Kimbro and her first husband moved to Tennessee nearly 14 years ago from the Windy City, where she was a muralist. Her husband helped her with murals, but he died not long after they moved here.
“So I started on wildlife,” she said. “I absolutely love seeing it come to life. It’s like bringing something to life. You want to be able to touch it.”
Wilson builds the frames using barn wood, giving them a rustic look.
Though Mike Hooper’s bio says he was born “with a mustache” in upstate New York and that he lived in several places across the country, he and his wife, Theresa, have been living in McEwen, Tennessee, for about 20 years now.
He is one of the resident artists at Gallery 202, where he was the featured artist for the March Art Scene. His paintings on wood and other pieces can be seen as folk art, impressionism or surreal, but he said it all just comes from whatever’s in his head.
“I’ve been painting going on seven years, Hooper said. “I just enjoy art, and figured I’d go ahead and try it. People liked it and here I am.”
When Don Hasselbeck was a student and a football player at the University of Colorado in Boulder, he started painting mountains. He enjoyed it, but he thought the browns and greens and grays in his paintings needed more colors.

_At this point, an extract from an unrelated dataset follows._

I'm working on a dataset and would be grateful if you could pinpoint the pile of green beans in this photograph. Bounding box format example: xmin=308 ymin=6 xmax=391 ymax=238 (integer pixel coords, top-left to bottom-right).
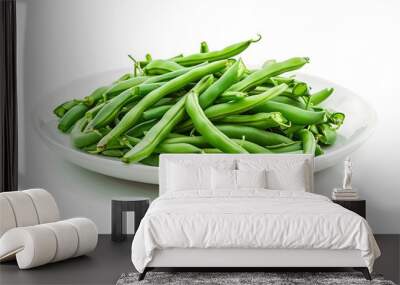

So taking inspiration from noted artist Josef Albers, a color theorist, Hasselbeck began working in other colors to his mountain scenes that gave them something of a new dimension.
“The theory of color and what it does to you emotionally [is significant], so I just kept finding new colors and creating new colors and grading one color into the next and kept going from there,” Hasselbeck said from Franklin Road Apparel, where his paintings of multi-colors were on display Friday. “There didn’t seem to be anyone doing what I was doing and I actually loved it. It was relaxing and fun and people liked it and I was selling some work.”
After graduating from college, Hasselbeck played for nine years in the NFL. He later worked for 22 years at Reebok, and then went full steam with his painting where he currently lives in Boston.